What is a Phishing Scam?
Generally, phishing is among the many forms of social engineering attacks cybercriminals use to steal company or private user data. For example, credit card numbers and login credentials. Cybercriminals masquerade as the real or trusted company, duping victims into opening an instant message or email.
The hacker then tricks the recipient into clicking a malicious link. Which then either downloads a malicious file into the computer or installs malware that freezes the user’s PC. Organizations that succumb to phishing emails often suffer devastating results. These can range from exposed customer data, unauthorized purchases, identity theft, financial losses, declined market shares, poor reputation, and impaired customer trust.
How to Spot Phishing Attempt
Phishers take advantage of the fact that most people don’t have time to carefully analyze their emails and text messages. This is why they have attention-grabbing subject lines and clearly outlined prizes and offers to be won from fake competitions. Below are imminent signs of phishing scams;
Poor Grammar and Spelling
Most phishing operators can’t get away with basic and notable spelling and grammar errors in the messages. Official communication from major organizations will unlikely have bad spelling and grammar mistakes. A poorly written email should be an immediate warning that the message isn’t legitimate. Most attackers use translating services, such as Google Translate. Which cannot make the message appear natural though they can translate perfectly.
Malicious Link
Most phishing emails coerce recipients into clicking a link that leads to a fake or malicious website. These emails contain what appears to be an official URL that requires a second look to notice its variance from the real website URL. In some situations, it might simply be a shortened URL where the phisher hopes the recipient won’t scrutinize it and will just click the link. In other cases, the URL might have a slight variation from the legitimate address, making it difficult for the recipient to notice.

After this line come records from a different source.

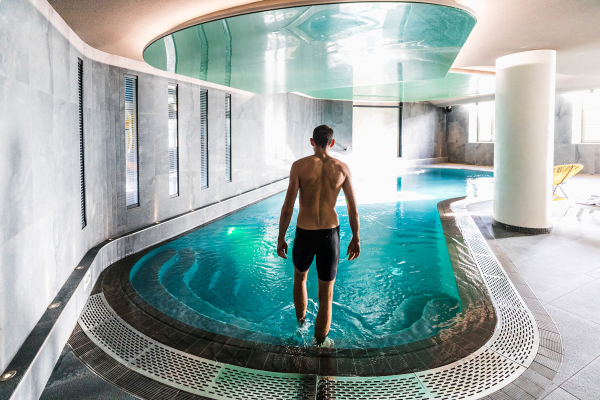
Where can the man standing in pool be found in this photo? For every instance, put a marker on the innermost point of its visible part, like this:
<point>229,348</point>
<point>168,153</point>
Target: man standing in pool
<point>319,178</point>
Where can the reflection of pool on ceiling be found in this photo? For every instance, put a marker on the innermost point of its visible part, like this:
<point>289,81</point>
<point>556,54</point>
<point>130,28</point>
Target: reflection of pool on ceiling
<point>326,50</point>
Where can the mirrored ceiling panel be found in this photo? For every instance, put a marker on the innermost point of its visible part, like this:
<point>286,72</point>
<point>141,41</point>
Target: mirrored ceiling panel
<point>450,87</point>
<point>331,48</point>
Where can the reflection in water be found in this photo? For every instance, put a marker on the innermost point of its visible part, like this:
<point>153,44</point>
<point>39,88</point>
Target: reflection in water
<point>226,276</point>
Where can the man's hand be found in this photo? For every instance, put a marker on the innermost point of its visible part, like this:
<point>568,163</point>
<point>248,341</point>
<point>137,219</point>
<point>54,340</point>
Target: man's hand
<point>282,248</point>
<point>353,249</point>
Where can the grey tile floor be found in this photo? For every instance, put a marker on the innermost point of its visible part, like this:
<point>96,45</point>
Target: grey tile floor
<point>563,270</point>
<point>72,380</point>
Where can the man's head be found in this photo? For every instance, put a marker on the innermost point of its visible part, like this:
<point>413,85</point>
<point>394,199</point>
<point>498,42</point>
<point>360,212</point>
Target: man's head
<point>322,137</point>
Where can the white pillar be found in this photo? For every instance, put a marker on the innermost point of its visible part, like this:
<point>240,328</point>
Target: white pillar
<point>524,141</point>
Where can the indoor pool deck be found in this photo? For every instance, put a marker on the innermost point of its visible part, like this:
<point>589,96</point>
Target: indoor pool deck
<point>559,269</point>
<point>534,375</point>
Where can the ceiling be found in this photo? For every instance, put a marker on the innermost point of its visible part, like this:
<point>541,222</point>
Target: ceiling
<point>312,49</point>
<point>126,27</point>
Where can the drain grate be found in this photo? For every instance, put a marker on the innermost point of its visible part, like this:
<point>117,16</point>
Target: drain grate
<point>503,359</point>
<point>479,375</point>
<point>243,384</point>
<point>403,387</point>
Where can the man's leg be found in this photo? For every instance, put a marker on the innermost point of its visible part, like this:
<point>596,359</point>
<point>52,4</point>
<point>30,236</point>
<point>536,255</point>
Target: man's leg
<point>300,296</point>
<point>323,321</point>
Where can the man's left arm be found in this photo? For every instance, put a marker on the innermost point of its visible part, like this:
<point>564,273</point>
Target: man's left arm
<point>287,210</point>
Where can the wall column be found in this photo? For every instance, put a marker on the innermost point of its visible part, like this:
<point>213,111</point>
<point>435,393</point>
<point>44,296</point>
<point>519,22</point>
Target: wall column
<point>524,144</point>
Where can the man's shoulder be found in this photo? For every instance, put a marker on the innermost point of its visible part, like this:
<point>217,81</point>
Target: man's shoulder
<point>342,165</point>
<point>304,161</point>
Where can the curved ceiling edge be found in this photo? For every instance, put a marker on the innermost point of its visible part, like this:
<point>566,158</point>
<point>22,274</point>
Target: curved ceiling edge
<point>270,5</point>
<point>349,50</point>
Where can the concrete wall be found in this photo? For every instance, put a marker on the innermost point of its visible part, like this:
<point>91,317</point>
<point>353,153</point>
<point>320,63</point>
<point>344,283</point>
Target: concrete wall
<point>41,240</point>
<point>565,151</point>
<point>459,149</point>
<point>423,131</point>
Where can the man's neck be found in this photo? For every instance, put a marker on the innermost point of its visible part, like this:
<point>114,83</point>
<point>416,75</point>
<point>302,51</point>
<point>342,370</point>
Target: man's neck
<point>322,153</point>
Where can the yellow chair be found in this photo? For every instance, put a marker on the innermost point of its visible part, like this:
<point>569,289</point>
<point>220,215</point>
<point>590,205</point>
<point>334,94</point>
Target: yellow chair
<point>561,174</point>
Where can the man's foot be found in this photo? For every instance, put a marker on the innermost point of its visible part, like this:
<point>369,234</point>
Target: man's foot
<point>296,338</point>
<point>325,342</point>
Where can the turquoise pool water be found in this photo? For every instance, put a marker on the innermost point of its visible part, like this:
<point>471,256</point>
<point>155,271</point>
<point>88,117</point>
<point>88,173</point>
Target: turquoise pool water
<point>226,277</point>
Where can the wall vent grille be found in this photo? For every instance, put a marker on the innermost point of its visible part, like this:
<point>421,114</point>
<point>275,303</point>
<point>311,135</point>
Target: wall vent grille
<point>173,140</point>
<point>81,142</point>
<point>131,143</point>
<point>228,137</point>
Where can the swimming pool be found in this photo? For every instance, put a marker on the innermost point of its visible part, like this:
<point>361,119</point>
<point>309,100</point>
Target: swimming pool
<point>226,277</point>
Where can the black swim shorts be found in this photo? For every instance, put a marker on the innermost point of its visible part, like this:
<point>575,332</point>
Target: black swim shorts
<point>325,244</point>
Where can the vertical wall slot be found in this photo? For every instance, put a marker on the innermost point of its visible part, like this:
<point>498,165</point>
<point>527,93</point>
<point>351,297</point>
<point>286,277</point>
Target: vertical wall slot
<point>173,141</point>
<point>131,143</point>
<point>228,137</point>
<point>81,143</point>
<point>204,138</point>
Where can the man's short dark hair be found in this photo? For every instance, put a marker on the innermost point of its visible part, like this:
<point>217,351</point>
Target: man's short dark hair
<point>323,135</point>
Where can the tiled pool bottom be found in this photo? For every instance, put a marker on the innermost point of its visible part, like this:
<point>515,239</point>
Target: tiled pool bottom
<point>328,369</point>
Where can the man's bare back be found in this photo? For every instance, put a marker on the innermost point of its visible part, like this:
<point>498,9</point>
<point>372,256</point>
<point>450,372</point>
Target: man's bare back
<point>319,179</point>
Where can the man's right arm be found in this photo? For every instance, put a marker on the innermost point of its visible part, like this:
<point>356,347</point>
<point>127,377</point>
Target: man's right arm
<point>287,210</point>
<point>354,246</point>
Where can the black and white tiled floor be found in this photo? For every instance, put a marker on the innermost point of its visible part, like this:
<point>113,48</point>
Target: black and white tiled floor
<point>562,270</point>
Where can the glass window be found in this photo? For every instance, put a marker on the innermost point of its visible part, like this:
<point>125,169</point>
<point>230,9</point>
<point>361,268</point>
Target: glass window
<point>81,148</point>
<point>131,145</point>
<point>590,132</point>
<point>481,122</point>
<point>173,141</point>
<point>204,138</point>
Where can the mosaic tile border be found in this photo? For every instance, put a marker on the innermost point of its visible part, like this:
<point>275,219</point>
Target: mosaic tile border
<point>521,229</point>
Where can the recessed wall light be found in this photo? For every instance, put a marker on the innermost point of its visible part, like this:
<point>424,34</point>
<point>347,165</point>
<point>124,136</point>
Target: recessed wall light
<point>8,375</point>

Mismatched or Strange Sender Address
Professional cyber criminals often eliminate all the obvious signs of a phishing email, such as poor grammar, correct formatting, use of correct company logos, and other identities. Therefore, to identify such phishing emails, you should focus on the sender’s address. In every case, the phisher cannot fake the real sender’s address. They simply hope that recipients won’t check it. However, they may attempt to make the address appear exactly like the real company’s address.
Protecting Yourself from Phishing Attacks
Unlike other cyberattacks, phishing attacks cannot be prevented by installing an antivirus or using a VPN. However, you should conduct extensive employee training. Teaching your employees how to identify a phishing email goes a long way in protecting your company from malicious attacks.
Enabling a two-factor authentication also forms a strong protective barrier since cybercriminals should go through two steps before conducting a successful attack. Microsoft estimates that multi-factor authentication prevents up to 99% of attempted user account attacks.
Scam Alert: Conclusion
Joe Miller’s email from Domain World features all the elements of a phishing attack, including attention-grabbing subject lines and unsolicited links. With phishing scams hitting several companies, costing U.S businesses approximately $5 billion annually, you should be on the lookout for such emails. Do not fall prey to Joe Miller’s domain renewal scam.